Thursday, January 29, 2004

In the social sciences (and in medicine and other fields that use statistical analysis), students are taught about Type I and Type II errors. In Type I errors, the results offer a false positive--something that seems to be, really isn't. In Type II errors, something that doesn't seem to be, really is. Imagine a test for cancer. A Type I error on the test would indicate that you have cancer, when you really didn't. This, of course, would cause all sorts of anxiety and worry, but further tests and procedures would ultimately show that you did not have cancer. In contrast, Type II errors are far more worrisome, since they would indicate that you did not cancer when you really did. Patients would remain ignorant of their peril until, perhaps, it was too late. As such, when devising any sort of test like this, you usually want to err on the side of caution by having Type I rather than Type II errors. Better a false positive than a false negative.

Why this primer on statistics? It seems to me that the concept of Type I and Type II errors is highly relevant to current discussions about the absence of WMD in Iraq. Any intelligence estimate regarding WMD is susceptible to Type I and Type II errors. In a Type I error, we would predict that a country has WMD when in fact they do not. A Type II error would predict no WMD when in fact a country did have them.

From all accounts, the Bush administration (and the Blair government, and the French, and the Germans, and the UN, etc.) committed Type I errors in their assesment of Iraq's WMD capability. They thought something was there that really was not. As with the cancer tests, Type I errors cause problems, but they are far better than Type II errors. The Bush administration decided to err on the side of caution in assessing Iraq's WMD capacity. Better to run the risk of finding out there was no Iraqi WMD threat, than to find out too late that such a threat really did exist.

In the aftermath of 9/11 I can't fault the Bush adminstration for this. 9/11 showed that the prospect of a Type II error in intelligence assessment was potentially catastrophic.
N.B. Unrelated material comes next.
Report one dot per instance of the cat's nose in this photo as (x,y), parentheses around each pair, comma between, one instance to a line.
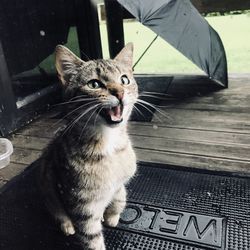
(118,92)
Yes, Type I errors are not to be dismissed as irrelevant. Going to war has real costs and risks, but in this case, the predicted risk of going to war was far less than the risk of not going to war. Add to that the nature of Saddam's regime and the cost of not going to war becomes intolerable. As Tony Blair put it in his speech to Congress this summer:

Can we be sure that terrorism and weapons of mass destruction will join together? Let us say one thing: If we are wrong, we will have destroyed a threat that at its least is responsible for inhuman carnage and suffering. That is something I am confident history will forgive.

But if our critics are wrong, if we are right, as I believe with every fiber of instinct and conviction I have that we are, and we do not act, then we will have hesitated in the face of this menace when we should have given leadership. That is something history will not forgive.